Posted by cath in drinks, easy, Recipes, summer.

Glass of Ginger Beer

Glass of Fresh Ginger Beer

FreshGingerBeer-brewing and brewed

Ginger Beer – Brewing and Half Gone…

First, thanks to Tracy for pointing out this basic recipe for Ginger beer courtesy of Giles Paterson (see the original recipe here). In my usual way I made a few alterations – basically, the recipe was great, but I wanted it extra gingery and more lemony, so this year I’ve managed to perfect it (she says)! Well, my official taster said it was as good as the Black Isle Ginger Beer, so I’m pretty pleased.
Ingredients and Preparation

An empty, 1 litre bottle (i.e. a tonic or soda water bottle) with lid

1 large chunk of root ginger – peeled and grated to give you at least 2 heaped tablespoons grated ginger

1 lemon – juiced
1/2 cup caster sugar (easier to dissolve than granulated)

1/8th teaspoon dried yeast (the same as for breadmaking…)

Plastic funnel – for getting everything in the bottle (plus a chopstick to poke the ginger down the funnel!)

Preparation Time, 10 minutes. Brew for 24-48 hours, chill for a minimum of 4 hours.

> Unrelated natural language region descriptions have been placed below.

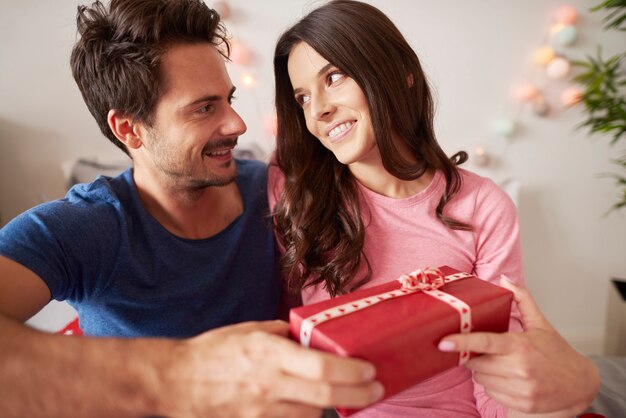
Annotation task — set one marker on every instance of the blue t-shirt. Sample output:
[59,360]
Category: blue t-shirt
[126,275]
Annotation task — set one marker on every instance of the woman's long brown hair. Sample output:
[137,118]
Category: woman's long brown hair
[317,217]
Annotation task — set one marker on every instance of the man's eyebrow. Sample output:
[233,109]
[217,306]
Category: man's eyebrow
[320,73]
[211,98]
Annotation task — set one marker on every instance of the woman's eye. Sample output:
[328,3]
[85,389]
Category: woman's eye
[335,77]
[303,99]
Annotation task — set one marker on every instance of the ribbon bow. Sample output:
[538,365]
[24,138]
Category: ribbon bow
[427,279]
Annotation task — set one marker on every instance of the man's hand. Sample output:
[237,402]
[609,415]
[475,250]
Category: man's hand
[535,371]
[252,370]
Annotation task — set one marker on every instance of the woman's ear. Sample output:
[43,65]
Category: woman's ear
[124,129]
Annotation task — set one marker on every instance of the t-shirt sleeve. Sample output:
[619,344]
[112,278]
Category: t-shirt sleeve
[498,251]
[63,244]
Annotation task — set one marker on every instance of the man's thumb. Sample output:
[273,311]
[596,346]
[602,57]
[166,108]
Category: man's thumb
[531,315]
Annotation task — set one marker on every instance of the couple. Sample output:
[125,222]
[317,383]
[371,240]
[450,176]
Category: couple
[173,264]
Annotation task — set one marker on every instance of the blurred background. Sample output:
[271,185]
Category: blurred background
[505,93]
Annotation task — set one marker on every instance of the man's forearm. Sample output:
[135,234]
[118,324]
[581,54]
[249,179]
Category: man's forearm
[44,375]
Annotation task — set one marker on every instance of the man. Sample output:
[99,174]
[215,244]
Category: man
[173,247]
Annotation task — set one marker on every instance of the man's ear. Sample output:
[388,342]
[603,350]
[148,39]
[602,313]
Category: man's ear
[124,129]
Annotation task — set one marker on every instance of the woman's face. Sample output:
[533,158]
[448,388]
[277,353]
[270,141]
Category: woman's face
[335,108]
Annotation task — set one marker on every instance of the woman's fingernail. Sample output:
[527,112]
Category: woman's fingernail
[379,391]
[446,345]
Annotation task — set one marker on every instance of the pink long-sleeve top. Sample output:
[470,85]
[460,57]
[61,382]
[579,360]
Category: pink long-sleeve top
[404,234]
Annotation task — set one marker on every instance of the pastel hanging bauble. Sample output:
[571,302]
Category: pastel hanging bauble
[566,15]
[541,107]
[543,55]
[223,9]
[565,36]
[481,158]
[504,127]
[571,96]
[525,92]
[558,68]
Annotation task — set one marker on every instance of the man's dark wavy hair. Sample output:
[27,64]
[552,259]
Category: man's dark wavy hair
[115,62]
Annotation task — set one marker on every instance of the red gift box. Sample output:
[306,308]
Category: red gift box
[398,327]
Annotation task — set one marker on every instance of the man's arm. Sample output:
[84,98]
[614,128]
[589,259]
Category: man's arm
[248,369]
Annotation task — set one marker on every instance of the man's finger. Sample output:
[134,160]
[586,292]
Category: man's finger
[479,342]
[531,315]
[324,395]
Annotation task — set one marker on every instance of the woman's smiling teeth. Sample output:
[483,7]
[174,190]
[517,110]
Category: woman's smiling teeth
[218,153]
[339,129]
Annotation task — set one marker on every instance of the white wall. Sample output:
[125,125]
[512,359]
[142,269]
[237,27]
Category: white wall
[474,52]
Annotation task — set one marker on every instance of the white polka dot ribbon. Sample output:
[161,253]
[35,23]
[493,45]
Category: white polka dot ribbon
[427,281]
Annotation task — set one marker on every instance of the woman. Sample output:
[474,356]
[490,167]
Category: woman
[362,192]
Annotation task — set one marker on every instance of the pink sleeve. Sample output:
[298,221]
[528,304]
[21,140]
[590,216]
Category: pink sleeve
[498,251]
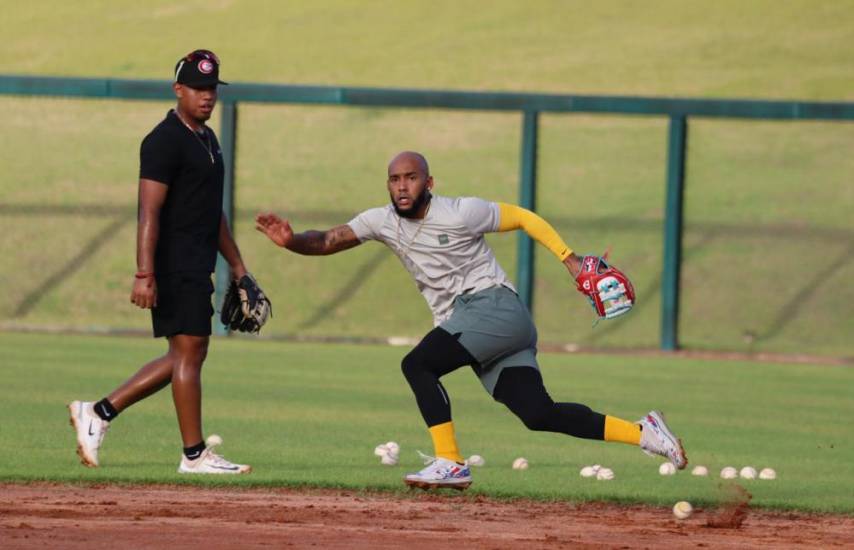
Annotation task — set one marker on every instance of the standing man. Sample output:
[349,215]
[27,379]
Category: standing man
[181,226]
[478,318]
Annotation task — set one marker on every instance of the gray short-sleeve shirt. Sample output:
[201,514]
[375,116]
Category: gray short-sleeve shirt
[445,252]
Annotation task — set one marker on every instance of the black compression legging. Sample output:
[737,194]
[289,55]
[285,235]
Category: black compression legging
[520,389]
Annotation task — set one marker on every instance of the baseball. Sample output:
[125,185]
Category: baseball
[748,472]
[729,473]
[605,474]
[381,450]
[476,460]
[389,459]
[588,471]
[682,509]
[767,473]
[667,469]
[700,471]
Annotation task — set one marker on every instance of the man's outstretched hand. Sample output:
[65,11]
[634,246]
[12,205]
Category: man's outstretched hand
[277,230]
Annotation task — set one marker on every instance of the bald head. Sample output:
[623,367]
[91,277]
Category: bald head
[409,159]
[409,184]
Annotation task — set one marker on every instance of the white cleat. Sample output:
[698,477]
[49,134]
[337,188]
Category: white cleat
[211,463]
[440,472]
[657,439]
[90,431]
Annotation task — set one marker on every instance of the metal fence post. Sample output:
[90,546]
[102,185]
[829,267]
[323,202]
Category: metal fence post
[228,143]
[527,199]
[677,139]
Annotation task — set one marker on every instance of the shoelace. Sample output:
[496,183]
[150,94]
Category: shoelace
[217,459]
[426,458]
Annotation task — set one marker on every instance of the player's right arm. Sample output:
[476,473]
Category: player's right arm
[152,194]
[309,243]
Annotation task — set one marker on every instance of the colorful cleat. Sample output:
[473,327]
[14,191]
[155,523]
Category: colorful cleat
[657,439]
[438,473]
[211,463]
[90,431]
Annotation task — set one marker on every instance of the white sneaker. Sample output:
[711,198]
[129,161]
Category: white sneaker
[90,431]
[440,472]
[657,439]
[211,463]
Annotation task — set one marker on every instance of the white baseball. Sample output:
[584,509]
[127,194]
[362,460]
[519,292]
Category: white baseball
[588,471]
[700,471]
[683,509]
[381,450]
[476,460]
[729,473]
[667,469]
[605,474]
[748,472]
[767,473]
[389,459]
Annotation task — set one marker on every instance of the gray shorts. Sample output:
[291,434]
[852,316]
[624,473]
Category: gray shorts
[496,328]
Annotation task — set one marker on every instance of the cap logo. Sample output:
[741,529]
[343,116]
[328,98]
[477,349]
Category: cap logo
[205,66]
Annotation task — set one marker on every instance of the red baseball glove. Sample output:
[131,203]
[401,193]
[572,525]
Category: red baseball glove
[609,290]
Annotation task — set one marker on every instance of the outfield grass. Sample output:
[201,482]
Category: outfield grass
[305,414]
[768,237]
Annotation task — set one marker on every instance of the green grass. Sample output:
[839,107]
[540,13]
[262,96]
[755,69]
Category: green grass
[768,236]
[305,414]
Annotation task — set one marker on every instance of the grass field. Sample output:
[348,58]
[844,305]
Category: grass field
[305,414]
[768,242]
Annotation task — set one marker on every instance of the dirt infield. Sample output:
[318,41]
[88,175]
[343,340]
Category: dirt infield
[72,517]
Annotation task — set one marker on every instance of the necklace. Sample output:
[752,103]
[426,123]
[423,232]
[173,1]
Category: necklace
[206,143]
[417,231]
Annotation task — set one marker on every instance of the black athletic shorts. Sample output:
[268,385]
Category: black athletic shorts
[183,304]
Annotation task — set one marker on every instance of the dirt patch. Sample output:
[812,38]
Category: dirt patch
[75,517]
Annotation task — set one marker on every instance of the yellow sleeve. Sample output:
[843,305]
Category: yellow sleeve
[514,217]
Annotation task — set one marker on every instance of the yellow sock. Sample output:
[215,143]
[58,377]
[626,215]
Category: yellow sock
[445,442]
[617,429]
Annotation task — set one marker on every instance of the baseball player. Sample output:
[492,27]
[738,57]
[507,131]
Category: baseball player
[478,318]
[181,226]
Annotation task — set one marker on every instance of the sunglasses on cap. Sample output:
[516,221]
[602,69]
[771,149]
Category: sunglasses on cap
[198,68]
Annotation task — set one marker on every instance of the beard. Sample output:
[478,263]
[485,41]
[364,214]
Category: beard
[419,201]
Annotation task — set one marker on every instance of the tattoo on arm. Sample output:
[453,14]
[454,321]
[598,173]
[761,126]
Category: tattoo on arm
[319,243]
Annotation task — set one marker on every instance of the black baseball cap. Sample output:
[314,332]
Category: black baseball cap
[197,69]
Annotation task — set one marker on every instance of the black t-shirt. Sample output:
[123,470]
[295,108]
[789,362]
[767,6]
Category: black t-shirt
[190,216]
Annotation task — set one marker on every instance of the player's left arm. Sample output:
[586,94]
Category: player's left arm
[513,217]
[228,249]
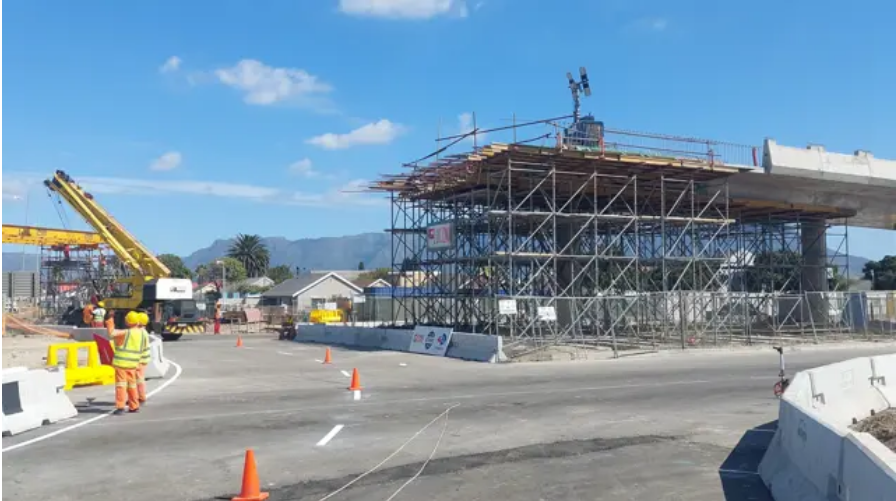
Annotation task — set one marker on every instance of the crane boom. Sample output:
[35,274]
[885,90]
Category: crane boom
[33,235]
[142,263]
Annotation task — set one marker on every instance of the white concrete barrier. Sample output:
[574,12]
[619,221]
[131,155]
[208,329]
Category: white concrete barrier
[465,346]
[843,393]
[32,398]
[884,372]
[158,366]
[869,469]
[806,459]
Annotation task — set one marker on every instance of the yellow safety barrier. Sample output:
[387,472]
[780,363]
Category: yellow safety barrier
[326,316]
[93,373]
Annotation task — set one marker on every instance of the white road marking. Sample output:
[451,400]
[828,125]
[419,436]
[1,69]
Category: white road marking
[329,436]
[41,438]
[390,456]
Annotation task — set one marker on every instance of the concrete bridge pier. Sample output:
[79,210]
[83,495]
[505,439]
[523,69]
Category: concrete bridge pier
[814,272]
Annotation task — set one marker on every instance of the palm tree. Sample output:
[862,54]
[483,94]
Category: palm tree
[252,253]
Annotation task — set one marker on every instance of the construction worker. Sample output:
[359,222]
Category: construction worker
[109,323]
[87,313]
[218,317]
[129,349]
[145,356]
[99,315]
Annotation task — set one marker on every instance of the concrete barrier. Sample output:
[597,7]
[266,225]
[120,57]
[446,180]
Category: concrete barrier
[806,459]
[476,347]
[884,371]
[844,392]
[869,469]
[33,398]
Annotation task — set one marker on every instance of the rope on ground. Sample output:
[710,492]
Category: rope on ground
[423,466]
[390,456]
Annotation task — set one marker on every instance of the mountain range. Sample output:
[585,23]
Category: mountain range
[331,253]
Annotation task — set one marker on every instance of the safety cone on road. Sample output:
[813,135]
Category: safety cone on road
[251,490]
[356,381]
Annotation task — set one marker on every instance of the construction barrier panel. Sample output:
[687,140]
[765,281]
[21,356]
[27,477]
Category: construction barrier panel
[465,346]
[805,458]
[33,398]
[884,373]
[326,317]
[91,374]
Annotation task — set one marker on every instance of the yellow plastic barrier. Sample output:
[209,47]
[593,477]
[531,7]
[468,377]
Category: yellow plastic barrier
[92,374]
[326,316]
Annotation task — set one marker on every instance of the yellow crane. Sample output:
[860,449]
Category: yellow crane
[169,300]
[48,237]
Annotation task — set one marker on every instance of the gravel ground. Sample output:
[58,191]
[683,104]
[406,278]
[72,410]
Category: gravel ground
[26,350]
[882,426]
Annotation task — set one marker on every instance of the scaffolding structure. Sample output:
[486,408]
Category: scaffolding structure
[610,238]
[71,274]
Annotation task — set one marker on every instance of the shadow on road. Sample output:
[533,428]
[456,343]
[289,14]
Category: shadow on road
[740,471]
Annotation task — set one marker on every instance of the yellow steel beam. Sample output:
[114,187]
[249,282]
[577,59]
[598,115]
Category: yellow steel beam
[32,235]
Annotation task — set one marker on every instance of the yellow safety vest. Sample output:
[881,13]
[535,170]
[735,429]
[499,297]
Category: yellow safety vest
[145,355]
[128,355]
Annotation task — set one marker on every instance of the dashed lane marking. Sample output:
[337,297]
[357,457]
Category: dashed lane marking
[329,436]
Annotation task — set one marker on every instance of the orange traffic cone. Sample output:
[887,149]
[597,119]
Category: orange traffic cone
[356,381]
[251,490]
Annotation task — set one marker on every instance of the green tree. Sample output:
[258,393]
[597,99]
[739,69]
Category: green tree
[280,273]
[176,265]
[881,273]
[236,272]
[252,253]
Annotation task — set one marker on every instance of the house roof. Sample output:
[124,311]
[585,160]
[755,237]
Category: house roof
[370,282]
[295,286]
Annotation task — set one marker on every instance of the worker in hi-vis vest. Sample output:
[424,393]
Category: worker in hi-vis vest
[128,350]
[144,360]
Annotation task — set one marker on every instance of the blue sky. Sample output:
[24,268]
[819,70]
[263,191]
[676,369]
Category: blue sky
[192,121]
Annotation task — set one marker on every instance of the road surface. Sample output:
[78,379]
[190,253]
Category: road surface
[655,427]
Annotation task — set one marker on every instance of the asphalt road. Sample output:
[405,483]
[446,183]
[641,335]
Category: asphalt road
[655,427]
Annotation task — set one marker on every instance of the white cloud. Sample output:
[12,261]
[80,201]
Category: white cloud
[381,132]
[404,9]
[168,161]
[465,125]
[15,184]
[266,85]
[304,168]
[171,65]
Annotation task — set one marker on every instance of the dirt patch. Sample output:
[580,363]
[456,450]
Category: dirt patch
[881,426]
[26,350]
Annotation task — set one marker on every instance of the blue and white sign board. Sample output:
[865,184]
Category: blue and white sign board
[431,340]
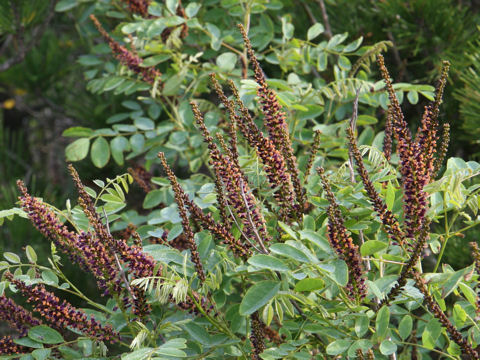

  1. Pour the sugar into the bottle using the funnel
  2. Then add the dried yeast on top of the sugar
  3. Mix the grated ginger into the lemon juice and add this to the bottle.
  4. Now add enough water (I use tap water but you could use bottled) fill about 2/3 or 3/4 of the bottle, put the lid on and shake well until the sugar is dissolved
  5. Now carefully fill the bottle up to about 1-2inches from the top – leaving room for expansion. It’s quite hard to open the ginger beer without it fizzing out of the bottle, so leave more rather than less here.
  6. Put the cap on the bottle tightly then put it somewhere warm – a warm room or airing cupboard/boiler room should suffice. Leave it in the warm for 24-48 hours to brew.
  7. The bottle will become hard after 1-2 days. I usually leave mine for 2 days to get the most flavour and fizz. Don’t leave your bottle in the warm place for too long – there have been stories of explosions, although I’ve not experienced that!
  8. Place the bottle in the fridge to cool, usually overnight or for several hours. This stops the yeast and holds the brewing process.
  9. Once chilled, open carefully over a sink. As we’ve brewed the beer in the bottle, it is quite fizzy and wants to explode out as soon as you open the top, even just a crack. It will begin to fizz as soon as you begin to open the lid, so watch it and go slowly. Be careful and patient. Once opened, it will be easy to open and close from then on.
  10. Pour your ginger beer through a tea strainer to remove the chunks of ginger and serve straight away.